In 1995 she tried to make it for the ESC and entered Israeli Pre-Eurovision Selection (KDAM). She ended 2nd, with the feeling that her friends were right when saying that people would never vote a transsexual to represent their country. The third album, "Maganona" (which means "Crazy" in Arab) was an answer to Dana's Egyptian and arab-speaking audience. In Egypt, her music had been censored, but five millions illegal copies were sold, without Dana earning a single cent.
But in 1998 her dream finally came true. She was selected by an IBC (Israeli Broadcasting Company) comission to represent the country in that year's ESC. When it was known in Europe that she was a TS, she soon attracted the media attention. Jean-Paul Gaultier got in touch with her to design the dress she should wear during the performance of the properly called song 'Diva' (although she eventually decided to wear another one and left Gaultier's for the final victory performance). The Contest was held May 9th in Birmingham Wembley Arena. That year a change was introduced and people could vote for her by phone, and there would not be judges to choose who to send the points to. Maybe that was the reason she won. Although she knows how to sing and move onstage, all the media attention and the fight of gays to turn her into their icon could have overlapped that fact. She became famous everywhere, and she was the first Israeli artist to be interviewed on MTV. Everyone wanted her to be on their TV shows in maximum audience times.

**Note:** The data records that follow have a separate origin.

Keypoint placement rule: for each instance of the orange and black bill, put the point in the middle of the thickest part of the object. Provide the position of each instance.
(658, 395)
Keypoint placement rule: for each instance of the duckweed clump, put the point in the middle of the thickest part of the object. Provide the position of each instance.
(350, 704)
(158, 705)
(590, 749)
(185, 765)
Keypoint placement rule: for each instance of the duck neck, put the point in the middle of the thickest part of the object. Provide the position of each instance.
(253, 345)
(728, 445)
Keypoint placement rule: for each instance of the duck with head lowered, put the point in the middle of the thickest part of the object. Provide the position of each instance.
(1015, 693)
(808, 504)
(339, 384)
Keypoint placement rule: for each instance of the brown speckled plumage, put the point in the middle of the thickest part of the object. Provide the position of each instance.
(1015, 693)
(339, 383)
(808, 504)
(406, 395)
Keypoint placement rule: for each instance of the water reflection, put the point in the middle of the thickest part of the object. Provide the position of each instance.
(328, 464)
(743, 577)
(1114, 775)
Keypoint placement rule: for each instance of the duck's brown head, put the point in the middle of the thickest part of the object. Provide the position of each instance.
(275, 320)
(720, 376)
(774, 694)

After her win, she released two albums with her best songs, one that fit in her country's market ("Diva Ha-Osef") and another which fit in European market ("The Album" ). This last one used songs that Dana International and her management didn't allow to use, so she took Polydor to courts and won the trial. After some time away the public eye, her awaited first international album "Free" was released in Spring 1999. It was released in almost all Europe and in 2000 had its Israeli and Japanese editions. Two singles from this album were released: a cover of Barbra Streisand's "Woman in love" and a cover of Stevie Wonder's album-titling track "Free". Year 2000 brought a lot of promoting dates in Japan and Russia, especially in this last country, where she performed together with singer Philip Kurkov. (Philip Kurkov recorded a Russian version of Diva in 1999 and is about to release a Spanish version as well).
Underwent gender-reassignment surgery ca. 1993 and changed her name to Sharon Cohen.
Released the album "More and More" in 2001 and "Possible Dream" at the beginning of 2003.